The story comes to a close in the final week before the decisive round of the French Presidential elections on May 8th. On May 4th Chirac declared to tumultuous applause from an election rally audience that the three remaining French hostages had been released to “Mr Stephani” in Beirut. On May 5th two members of the Action Service’s 11th Shock were killed during Operation Victor, a combined police/DGSE operation to liberate the 23 hostages (including the head of GIGN, the anti-terrorist police squad) held by Kanak FLNKS militants on the New Caledonian island of Cuvea. On May 6th the Defence Ministry announced the repatriation of Captain Dominique Prieur, the second DGSE agent confined to Hao atoll, and now conveniently pregnant. Although her baby is not due until the New Year, any pretext would do to allow for her return to France like her CO Major Mafart, now star pupil at the Ecole de Guerre…. (Le Monde 7 May 1988)

Postscript

Despite these last minute boosts to his campaign, Chirac suffered a decisive defeat in the election of May 8th. After Mitterand’s victory with 54% of the vote, the period of ‘co-habitation’ between Socialist President and Republican Prime Minister is over: Chirac resigned within a few days. The French vendetta starts a new stage back under a Socialist administration.

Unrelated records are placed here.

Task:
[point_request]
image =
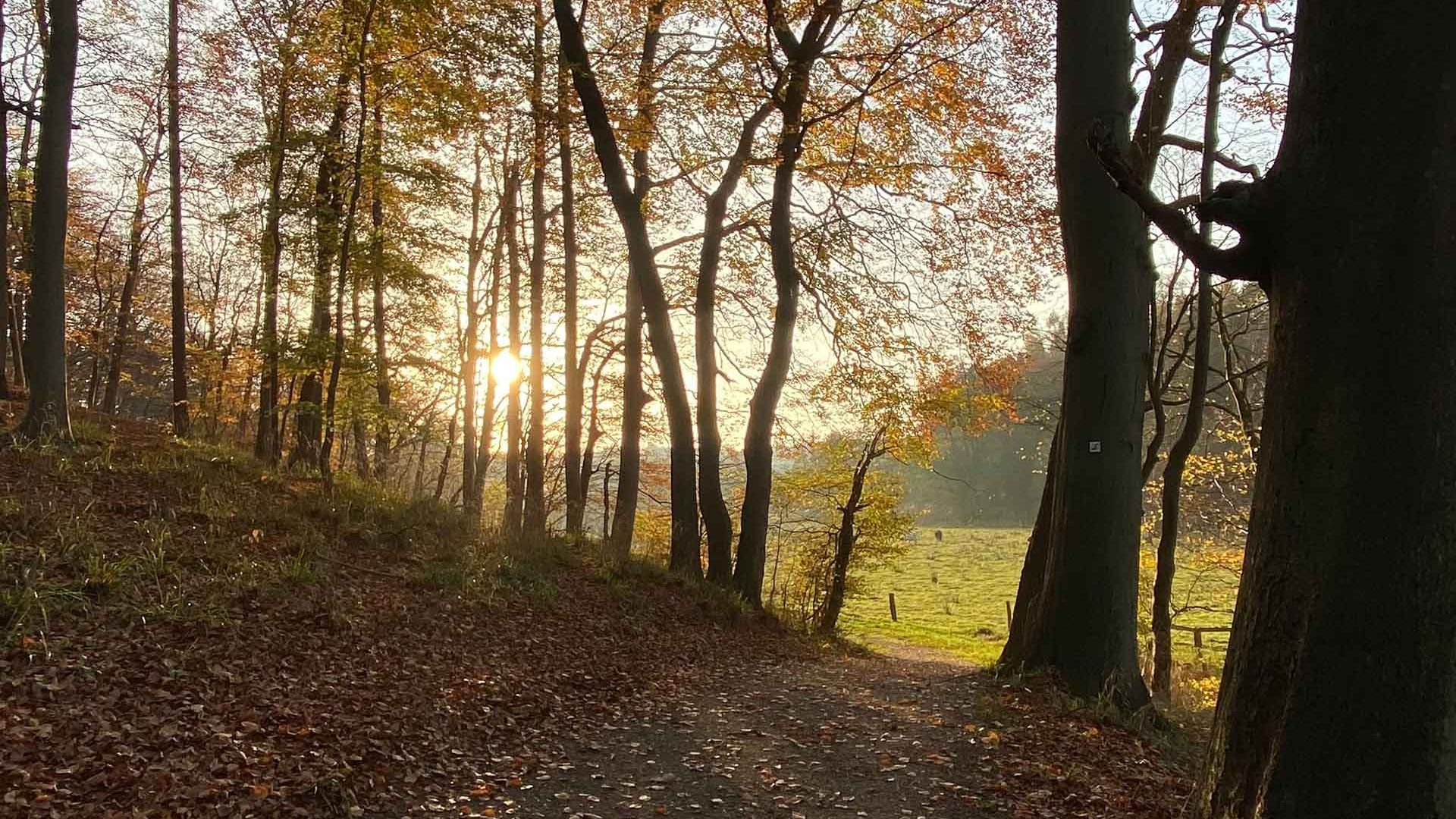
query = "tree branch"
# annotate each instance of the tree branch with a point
(1232, 262)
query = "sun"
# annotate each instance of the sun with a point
(506, 368)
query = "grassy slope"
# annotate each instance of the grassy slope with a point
(952, 596)
(185, 632)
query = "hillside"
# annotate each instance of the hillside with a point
(188, 634)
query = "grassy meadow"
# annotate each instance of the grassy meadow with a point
(952, 595)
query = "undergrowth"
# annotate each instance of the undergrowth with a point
(152, 526)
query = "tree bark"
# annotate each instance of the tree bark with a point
(576, 390)
(267, 445)
(1197, 388)
(514, 488)
(136, 240)
(376, 264)
(717, 521)
(848, 535)
(629, 450)
(535, 513)
(1034, 569)
(328, 213)
(626, 200)
(49, 411)
(485, 452)
(344, 251)
(6, 327)
(1084, 620)
(1338, 692)
(758, 441)
(471, 363)
(181, 422)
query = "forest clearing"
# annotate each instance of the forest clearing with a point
(207, 640)
(767, 409)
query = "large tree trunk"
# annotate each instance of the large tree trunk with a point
(49, 413)
(5, 251)
(121, 340)
(471, 362)
(576, 480)
(535, 515)
(181, 423)
(1197, 388)
(1084, 621)
(376, 265)
(484, 450)
(514, 491)
(267, 445)
(717, 522)
(1034, 569)
(848, 535)
(629, 450)
(328, 213)
(764, 409)
(346, 257)
(626, 200)
(1338, 692)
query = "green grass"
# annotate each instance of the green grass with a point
(952, 595)
(949, 596)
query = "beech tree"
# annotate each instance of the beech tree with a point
(49, 410)
(1305, 725)
(181, 422)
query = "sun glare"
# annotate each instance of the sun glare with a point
(506, 368)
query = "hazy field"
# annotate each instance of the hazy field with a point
(952, 596)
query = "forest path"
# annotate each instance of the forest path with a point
(795, 738)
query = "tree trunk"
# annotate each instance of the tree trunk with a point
(1084, 621)
(717, 522)
(49, 413)
(5, 249)
(758, 442)
(629, 450)
(328, 213)
(485, 452)
(514, 491)
(535, 515)
(576, 390)
(444, 461)
(1197, 390)
(471, 363)
(1338, 694)
(267, 445)
(846, 535)
(626, 200)
(181, 423)
(128, 289)
(424, 450)
(1034, 569)
(344, 251)
(376, 264)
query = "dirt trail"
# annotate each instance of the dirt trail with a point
(804, 738)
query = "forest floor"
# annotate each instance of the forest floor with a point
(191, 635)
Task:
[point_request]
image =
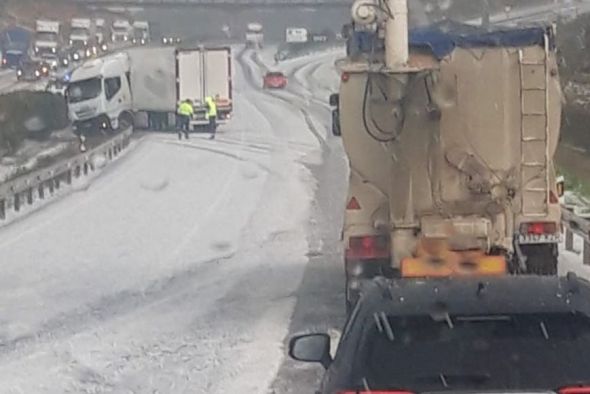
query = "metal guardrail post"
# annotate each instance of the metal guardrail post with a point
(43, 182)
(569, 240)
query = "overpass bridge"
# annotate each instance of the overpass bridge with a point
(216, 3)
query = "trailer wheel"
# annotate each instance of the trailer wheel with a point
(541, 259)
(125, 120)
(351, 297)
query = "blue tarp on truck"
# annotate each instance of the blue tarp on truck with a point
(442, 39)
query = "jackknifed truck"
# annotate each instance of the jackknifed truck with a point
(451, 132)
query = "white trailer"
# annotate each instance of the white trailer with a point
(205, 72)
(47, 37)
(150, 80)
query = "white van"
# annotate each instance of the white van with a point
(99, 94)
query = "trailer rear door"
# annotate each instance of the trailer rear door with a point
(218, 73)
(189, 72)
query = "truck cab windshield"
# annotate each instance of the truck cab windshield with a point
(517, 351)
(84, 90)
(78, 31)
(46, 36)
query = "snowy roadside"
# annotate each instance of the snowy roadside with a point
(166, 278)
(34, 154)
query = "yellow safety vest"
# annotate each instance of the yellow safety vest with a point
(212, 107)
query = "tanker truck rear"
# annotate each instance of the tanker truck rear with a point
(450, 133)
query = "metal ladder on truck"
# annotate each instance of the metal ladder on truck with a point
(534, 107)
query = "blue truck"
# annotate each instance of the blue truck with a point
(15, 43)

The new Socialist government will not have an easy time of things: all France clamours to know what price was paid for the release of the last three hostages. The DGSE is embroiled in another scandal like the SAS in Gibraltar. It seems that several of the FLNKS militants killed during Operation Victor were unarmed and had been shot down in cold blood. As in 1981, the DGSE may not be so obedient a servant for the Socialist government. After all, it is Chirac’s man, General Mermet, who has just taken over …….

Further Reading

La Piscine (1944-84), Roger Faligot and Pascal Krop, Seuil 1985 – the only in-depth work drawn from accounts of SDECE/DGSE staff.

Affaires d’etat 1981-1987, Henry Allainmat/Gilbert Lecavelier, Albin Michel, 1987 – two journalists sharpen their anti-Socialist axe in a useful if slanted resume of the scandals of the Mitterand period.